Elle le regretterait ensuite, cela était certain, mais le coup serait porté… Il ne faut jamais être trop confiant avec les femmes qui sont des petits êtres charmants, mais impulsifs et auxquels la jalousie fait parfois commettre les pires sottises. Édith, il est vrai, connaissait maintenant la vie, et était renseignée sur mon passé, mais il me semblait inutile de lui apprendre cette nouvelle canaillerie… J’en avais déjà bien assez sur la conscience !… Réflexion faite, il n’y avait qu’un homme qui pût me tirer de là, c’était ce bon oncle Chaff, ce septuagénaire affectueux, sur le sort duquel Édith s’était si gentiment apitoyée, au moment où je devais partir pour la Hollande… Je dirais donc à ma maîtresse qu’après l’avoir quittée à Waterloo Station, je m’étais rendu en Hollande… Le reste était facile à imaginer — ce n’est pas l’imagination qui me manque, heureusement — et le petit roman que j’échafauderais dissiperait tous les doutes qui pourraient subsister dans l’esprit d’Édith. On peut être un cambrioleur et hériter d’un oncle généreux… S’il n’y avait que les honnêtes gens qui pussent hériter, on verrait certainement moins de millionnaires.

Ma conscience était maintenant en repos. Quand j’aurais mis à exécution le projet dont j’ai parlé tout à l’heure et qui devait me débarrasser du Régent, je serais à l’abri de tout danger.

Je consultai ma montre… Il y avait trois quarts d’heure qu’Édith m’avait quitté… Je descendis de taxi et me mis à arpenter nerveusement le trottoir… On la faisait poser, mais elle s’en doutait, la malheureuse… Enfin, elle reparut… Elle était toute rouge, et semblait très excitée…

— Qu’avez-vous donc ? demandai-je…

— Oh ! ne m’en parlez pas, Edgar… Ces gens-là ne sont pas seulement des malappris… ce sont…

Elle n’acheva pas.

— Voyons, expliquez-vous… qu’est-il arrivé ?
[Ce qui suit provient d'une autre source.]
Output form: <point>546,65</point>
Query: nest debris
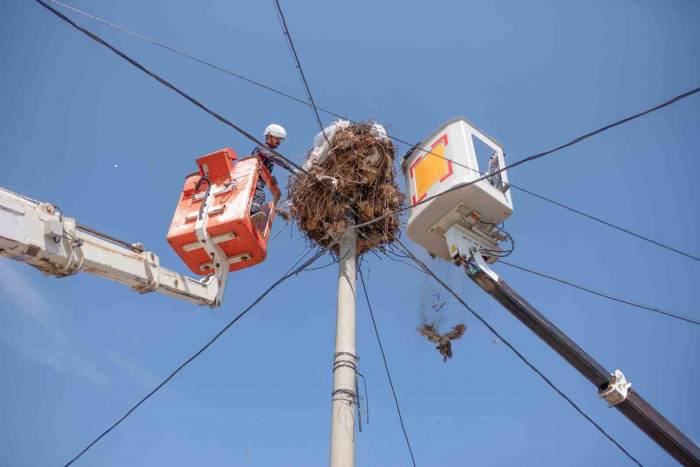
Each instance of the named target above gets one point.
<point>443,341</point>
<point>363,164</point>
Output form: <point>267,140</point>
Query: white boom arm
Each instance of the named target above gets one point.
<point>38,234</point>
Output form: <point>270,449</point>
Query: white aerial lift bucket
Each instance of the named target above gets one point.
<point>440,174</point>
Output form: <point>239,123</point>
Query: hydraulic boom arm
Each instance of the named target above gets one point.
<point>612,387</point>
<point>38,234</point>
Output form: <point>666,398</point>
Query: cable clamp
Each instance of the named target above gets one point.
<point>616,390</point>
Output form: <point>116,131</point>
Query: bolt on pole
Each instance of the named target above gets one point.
<point>345,358</point>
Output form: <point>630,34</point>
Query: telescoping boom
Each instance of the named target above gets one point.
<point>455,216</point>
<point>211,231</point>
<point>37,233</point>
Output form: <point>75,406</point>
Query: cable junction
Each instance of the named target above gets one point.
<point>386,367</point>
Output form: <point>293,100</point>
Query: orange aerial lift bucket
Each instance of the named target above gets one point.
<point>212,221</point>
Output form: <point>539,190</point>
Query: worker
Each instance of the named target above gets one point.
<point>274,135</point>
— Rien, fort heureusement, mais c’est écœurant de voir des choses semblables… Non seulement M. Armand nous chicane sur l’ouvrage, et nous oblige à refaire sur place certains plis qu’il trouve mal faits, mais encore, il prend avec les ouvrières des privautés vraiment trop… comment dirai-je… je ne trouve pas le mot, Edgar… mais vous me comprenez…

— Est-ce qu’il aurait essayé ?…

— Oui… mais je l’ai remis à sa place… et comme il insistait, je l’ai giflé…
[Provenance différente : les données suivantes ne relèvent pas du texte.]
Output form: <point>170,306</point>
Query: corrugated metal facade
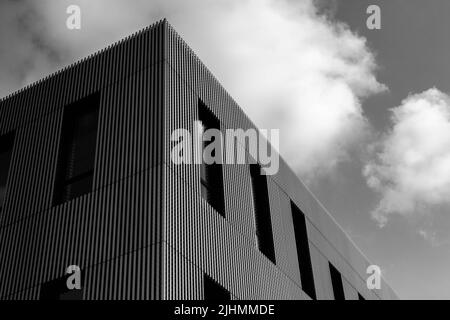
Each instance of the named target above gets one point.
<point>145,232</point>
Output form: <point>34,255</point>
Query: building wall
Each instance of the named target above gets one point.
<point>202,241</point>
<point>145,231</point>
<point>113,233</point>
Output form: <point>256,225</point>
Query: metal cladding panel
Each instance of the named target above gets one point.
<point>145,231</point>
<point>110,65</point>
<point>113,233</point>
<point>197,235</point>
<point>189,80</point>
<point>111,222</point>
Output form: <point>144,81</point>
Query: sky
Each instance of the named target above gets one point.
<point>364,114</point>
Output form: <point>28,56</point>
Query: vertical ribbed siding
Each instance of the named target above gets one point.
<point>113,233</point>
<point>225,248</point>
<point>145,226</point>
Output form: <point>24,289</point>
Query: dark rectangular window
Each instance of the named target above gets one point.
<point>6,144</point>
<point>57,290</point>
<point>336,281</point>
<point>75,169</point>
<point>214,291</point>
<point>303,254</point>
<point>211,176</point>
<point>263,220</point>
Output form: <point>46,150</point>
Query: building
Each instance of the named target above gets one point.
<point>86,179</point>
— Ah ! vous avez bien fait, par exemple !… Ce M. Armand n’a que ce qu’il mérite…

— Heureusement que je ne me retrouverai plus en face de lui… Je voyais bien que, depuis quelque temps, il tournait autour de moi, mais je n’avais pas l’air de m’en apercevoir… Enfin, aujourd’hui, il s’est enhardi… nous étions seuls dans son bureau… Ah ! Edgar, que les hommes sont dégoûtants !

— Pas tous, Édith…

— Non…, non, Edgar, fit Édith en souriant, pas tous… Comment voulez-vous qu’une femme seule et qui a besoin de travailler, ne succombe pas un jour ou l’autre… Tenez, justement, le voici ce goujat…
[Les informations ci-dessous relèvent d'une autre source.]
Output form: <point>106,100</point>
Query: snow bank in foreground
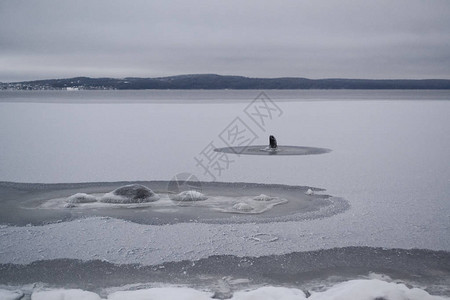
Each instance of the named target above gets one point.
<point>354,289</point>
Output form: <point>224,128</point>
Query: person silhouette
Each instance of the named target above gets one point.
<point>273,142</point>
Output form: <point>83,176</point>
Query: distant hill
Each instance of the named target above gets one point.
<point>212,81</point>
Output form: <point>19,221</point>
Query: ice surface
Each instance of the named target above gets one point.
<point>189,196</point>
<point>10,295</point>
<point>81,198</point>
<point>353,289</point>
<point>280,150</point>
<point>133,193</point>
<point>384,154</point>
<point>61,294</point>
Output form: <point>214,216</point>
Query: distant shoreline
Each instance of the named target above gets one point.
<point>219,82</point>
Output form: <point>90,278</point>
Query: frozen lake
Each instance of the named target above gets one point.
<point>389,159</point>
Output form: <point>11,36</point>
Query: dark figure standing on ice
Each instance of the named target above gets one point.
<point>273,142</point>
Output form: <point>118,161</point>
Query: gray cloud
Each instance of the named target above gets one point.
<point>316,39</point>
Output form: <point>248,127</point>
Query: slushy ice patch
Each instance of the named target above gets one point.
<point>153,203</point>
<point>81,198</point>
<point>133,193</point>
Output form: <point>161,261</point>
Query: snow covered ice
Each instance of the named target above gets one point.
<point>311,224</point>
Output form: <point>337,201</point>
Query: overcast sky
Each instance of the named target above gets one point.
<point>309,38</point>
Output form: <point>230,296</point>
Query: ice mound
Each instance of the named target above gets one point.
<point>133,193</point>
<point>189,196</point>
<point>81,198</point>
<point>10,295</point>
<point>241,206</point>
<point>263,197</point>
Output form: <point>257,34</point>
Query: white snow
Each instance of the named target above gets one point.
<point>263,197</point>
<point>61,294</point>
<point>10,295</point>
<point>361,289</point>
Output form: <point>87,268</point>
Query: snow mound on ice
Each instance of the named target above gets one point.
<point>81,198</point>
<point>10,295</point>
<point>263,197</point>
<point>241,206</point>
<point>189,196</point>
<point>133,193</point>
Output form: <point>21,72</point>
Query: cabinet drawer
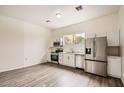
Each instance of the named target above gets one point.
<point>114,67</point>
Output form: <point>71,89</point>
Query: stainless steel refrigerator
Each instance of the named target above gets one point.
<point>96,58</point>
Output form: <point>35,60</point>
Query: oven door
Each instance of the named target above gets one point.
<point>54,57</point>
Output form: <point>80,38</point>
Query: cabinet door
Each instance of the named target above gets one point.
<point>113,38</point>
<point>60,58</point>
<point>65,59</point>
<point>71,60</point>
<point>114,67</point>
<point>49,57</point>
<point>80,61</point>
<point>68,39</point>
<point>90,35</point>
<point>79,38</point>
<point>103,34</point>
<point>88,67</point>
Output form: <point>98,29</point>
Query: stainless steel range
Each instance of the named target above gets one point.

M. Armand sortait, en effet, de son magasin. C’était un petit homme obèse, au dos rond, au nez en forme de banane et à la figure eczémateuse. En nous apercevant, il hâta le pas, serrant les jambes, comme s’il s’attendait à recevoir un coup de pied quelque part. Je lui décochai deux ou trois épithètes plutôt malsonnantes, qu’il encaissa sans sourciller, puis, me tournant vers Édith :

— Nous retournons à Montmartre, n’est-ce pas ?

— Oui… si vous voulez…

Nous remontâmes en taxi… Vingt minutes après, j’étais chez ma maîtresse… Elle habitait rue Girardon, une petite chambre… bien pauvrement meublée, mais d’une propreté merveilleuse… Sur la cheminée, entre deux vases bon marché, s’étalait ma photographie… une pauvre photo toute craquelée qui avait dû voyager beaucoup, elle aussi, et avoir pas mal d’aventures.

— Vous voyez, fit Édith, ce n’est pas très luxueux ici… mais j’aime cette petite chambre… J’y ai souvent pensé à vous, Edgar, et votre portrait m’a plus d’une fois redonné du courage… car c’est surtout depuis que je suis malheureuse que j’ai appris à vous aimer…

Un long baiser scella cet aveu qui… cette fois, partait du cœur.